5. Provide mental health support: LGBTQ+ youth may face higher rates of mental health challenges due to stigma and discrimination. These youth can benefit from specifically tailored mental health services, including LGBTQ+-affirming therapists and support groups.
6. Recognize intersecting identities and experiences: Policies and programs can work to address the unique needs of LGBTQ+ youth of color, transgender, and nonbinary youth, and LGBTQ+ youth with disabilities.
7. Engage communities and foster allyship: With encouragement, businesses, religious institutions, and community organizations can become LGBTQ+-affirming and inclusive spaces. Parents, caregivers, teachers, and other adults can also become allies and advocates for LGBTQ+ youth both at home and in their communities.

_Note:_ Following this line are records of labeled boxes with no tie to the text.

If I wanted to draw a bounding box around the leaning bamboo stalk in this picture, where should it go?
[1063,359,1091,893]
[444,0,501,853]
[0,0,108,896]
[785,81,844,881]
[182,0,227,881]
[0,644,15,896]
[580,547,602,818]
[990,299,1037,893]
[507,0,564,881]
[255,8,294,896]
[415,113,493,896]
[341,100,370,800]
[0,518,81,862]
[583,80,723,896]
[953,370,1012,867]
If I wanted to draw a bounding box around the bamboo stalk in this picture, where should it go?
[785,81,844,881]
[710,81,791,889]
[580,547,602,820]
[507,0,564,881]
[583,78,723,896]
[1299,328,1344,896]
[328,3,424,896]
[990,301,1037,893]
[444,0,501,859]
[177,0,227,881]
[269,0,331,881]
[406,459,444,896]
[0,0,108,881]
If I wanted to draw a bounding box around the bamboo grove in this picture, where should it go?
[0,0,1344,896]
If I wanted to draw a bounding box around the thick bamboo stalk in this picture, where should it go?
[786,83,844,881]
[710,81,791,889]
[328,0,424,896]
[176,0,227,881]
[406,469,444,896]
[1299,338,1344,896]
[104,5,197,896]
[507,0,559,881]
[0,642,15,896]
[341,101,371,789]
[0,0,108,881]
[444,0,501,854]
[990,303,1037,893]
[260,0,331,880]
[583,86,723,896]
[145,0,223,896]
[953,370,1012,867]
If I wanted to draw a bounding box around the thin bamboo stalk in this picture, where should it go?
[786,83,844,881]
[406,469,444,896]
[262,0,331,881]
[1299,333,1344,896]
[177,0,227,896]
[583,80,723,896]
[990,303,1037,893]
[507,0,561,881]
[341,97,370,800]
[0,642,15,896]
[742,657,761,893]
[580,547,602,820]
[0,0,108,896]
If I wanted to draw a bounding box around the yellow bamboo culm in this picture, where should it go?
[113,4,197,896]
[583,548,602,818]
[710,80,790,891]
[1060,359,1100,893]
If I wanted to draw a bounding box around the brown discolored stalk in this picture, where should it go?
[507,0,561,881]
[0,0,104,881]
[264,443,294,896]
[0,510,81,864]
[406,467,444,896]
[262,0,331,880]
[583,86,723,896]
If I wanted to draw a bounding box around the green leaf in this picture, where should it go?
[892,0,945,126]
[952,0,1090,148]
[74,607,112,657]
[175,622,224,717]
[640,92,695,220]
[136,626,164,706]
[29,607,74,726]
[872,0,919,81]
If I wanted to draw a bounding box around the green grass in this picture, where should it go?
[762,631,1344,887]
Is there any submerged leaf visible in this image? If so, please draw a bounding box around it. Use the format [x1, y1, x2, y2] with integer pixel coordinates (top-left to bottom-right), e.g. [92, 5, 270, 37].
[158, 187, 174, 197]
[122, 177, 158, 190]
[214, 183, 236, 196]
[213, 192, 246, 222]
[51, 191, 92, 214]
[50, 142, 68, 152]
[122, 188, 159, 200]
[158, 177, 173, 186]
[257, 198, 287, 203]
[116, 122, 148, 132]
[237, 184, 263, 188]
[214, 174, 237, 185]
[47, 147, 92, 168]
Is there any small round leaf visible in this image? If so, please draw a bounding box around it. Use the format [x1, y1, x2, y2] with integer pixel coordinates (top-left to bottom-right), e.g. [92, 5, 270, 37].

This NCSSLE blog explores how schools and districts can help prevent LGBTQ+ teen dating violence.
The NCSSLE team works closely with the National Center for School Mental Health, which hosted a webinar earlier this month, titled, “Implementing Policies and Practices to Support LGBTQ+ Youth in Schools.” The webinar aimed to provide education partners, mental health clinicians, and school-, district-, and state-level leaders with information and strategies to best serve the needs of LGBTQ+ students. Sophia Arredondo was a panelist in the webinar.
Additionally, in observance of National Coming Out Day, NCSSLE hosted a webinar titled, “Promoting Health and Well-Being in LGBTQ+ Students,” to discuss data related to substance use among LGBTQ+ students and highlighting innovative and inclusive strategies to prevent substance use among students identifying as LGBTQ+. The webinar’s panel of experts included a youth with lived experience as a member of the LGBTQ+ community, who shared their approach and strategies to preventing substance use among LGBTQ+ identifying peers.